(324b) High-Speed Imaging of Particle-Bubble Interaction

Emerson, Z. I. - Presenter, Auburn University

Interfacial and transport phenomena associated with particles interacting with gas bubble surfaces are important phenomenon for many processes, including wastewater flotation and gas-slurry reactions. The probability of particle attachment to a bubble surface is governed by several interactive phenomena: a particle must be intercepted by the bubble, the particle must adhere to the bubble surface, and a stable three-phase contact must be formed. Particle attachment and adhesion depend upon the surface properties of the bubble and particle and upon the fluid mechanics of the system. The important interactions are difficult to observe directly due to the very small length and time scales involved.

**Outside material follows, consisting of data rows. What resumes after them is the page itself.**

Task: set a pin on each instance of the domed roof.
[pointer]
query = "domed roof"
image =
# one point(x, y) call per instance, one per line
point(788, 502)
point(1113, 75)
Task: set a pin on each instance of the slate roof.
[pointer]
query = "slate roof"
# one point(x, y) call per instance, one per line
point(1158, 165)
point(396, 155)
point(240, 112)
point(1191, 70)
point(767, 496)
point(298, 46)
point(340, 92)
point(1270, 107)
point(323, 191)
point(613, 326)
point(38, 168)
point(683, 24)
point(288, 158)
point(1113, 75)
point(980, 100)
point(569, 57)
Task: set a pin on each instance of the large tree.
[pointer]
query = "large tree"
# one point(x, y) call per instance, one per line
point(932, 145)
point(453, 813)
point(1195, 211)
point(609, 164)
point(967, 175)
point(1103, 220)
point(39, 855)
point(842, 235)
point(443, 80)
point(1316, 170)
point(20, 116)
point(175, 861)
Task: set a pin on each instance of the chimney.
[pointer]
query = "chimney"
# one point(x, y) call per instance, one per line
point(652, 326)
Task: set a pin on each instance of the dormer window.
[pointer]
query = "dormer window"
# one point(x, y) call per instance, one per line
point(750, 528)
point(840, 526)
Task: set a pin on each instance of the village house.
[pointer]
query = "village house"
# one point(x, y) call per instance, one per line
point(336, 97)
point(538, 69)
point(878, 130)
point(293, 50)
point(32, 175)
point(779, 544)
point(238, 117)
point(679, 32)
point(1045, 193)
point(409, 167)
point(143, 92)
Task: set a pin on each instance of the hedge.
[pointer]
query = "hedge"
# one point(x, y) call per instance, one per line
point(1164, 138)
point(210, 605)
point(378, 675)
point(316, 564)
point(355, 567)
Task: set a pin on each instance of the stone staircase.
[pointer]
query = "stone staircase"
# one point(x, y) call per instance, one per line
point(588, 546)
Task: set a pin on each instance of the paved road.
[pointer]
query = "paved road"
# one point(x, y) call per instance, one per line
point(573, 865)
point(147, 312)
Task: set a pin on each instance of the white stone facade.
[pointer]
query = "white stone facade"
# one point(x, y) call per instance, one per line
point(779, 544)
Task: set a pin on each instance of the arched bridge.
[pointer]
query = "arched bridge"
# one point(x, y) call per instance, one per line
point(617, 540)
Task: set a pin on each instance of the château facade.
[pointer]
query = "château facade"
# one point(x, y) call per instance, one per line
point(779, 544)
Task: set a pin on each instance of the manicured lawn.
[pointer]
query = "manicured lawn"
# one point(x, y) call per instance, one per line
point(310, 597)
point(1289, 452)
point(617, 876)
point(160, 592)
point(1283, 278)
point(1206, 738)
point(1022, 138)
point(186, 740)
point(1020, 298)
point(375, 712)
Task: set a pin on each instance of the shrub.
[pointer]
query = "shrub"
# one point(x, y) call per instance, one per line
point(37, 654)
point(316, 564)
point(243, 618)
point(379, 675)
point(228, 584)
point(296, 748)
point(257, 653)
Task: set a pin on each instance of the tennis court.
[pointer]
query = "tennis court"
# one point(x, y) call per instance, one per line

This presentation will focus on novel experimental methods developed to study interactions found in the three-phase (gas/liquid/solid) particle to bubble adhesion. High-speed, high-magnification imaging techniques are described and demonstrated that allow direct observations of the interactions between particles and bubbles in many different solution chemistries. Experiments are conducted in two different facilities. The stationary bubble facility provides a means of observing particles interactions with sessile or pendant bubbles in quiescent or stirred flow fields. The bubble suspending flow facility suspends a rising bubble in a counter-flow of particle laden solution, allowing observation of the particle and bubble interactions in a flow field. The imaging system provides high speed (up to 1000 frames per second) and high magnification visualization of particle-bubble interaction. Image processing and analysis methods are discussed that provide quantification of the efficiencies of the flotation (particle collection on the bubble surfaces) and estimates of the probabilities associated with the isolated mechanisms of collision, attachment, adhesion, and stability. Results are presented for glass spheres (50 to 450 micrometers), glass shards, polymeric materials, and ink particles interacting with bubbles ranging in size up to approximately 1 mm. The effects of surfactant, particle size, and particle surface properties on particle to bubble attachment are discussed. Application of these methods for understanding and design of flotation separations for polymers and ink particles will also be discussed.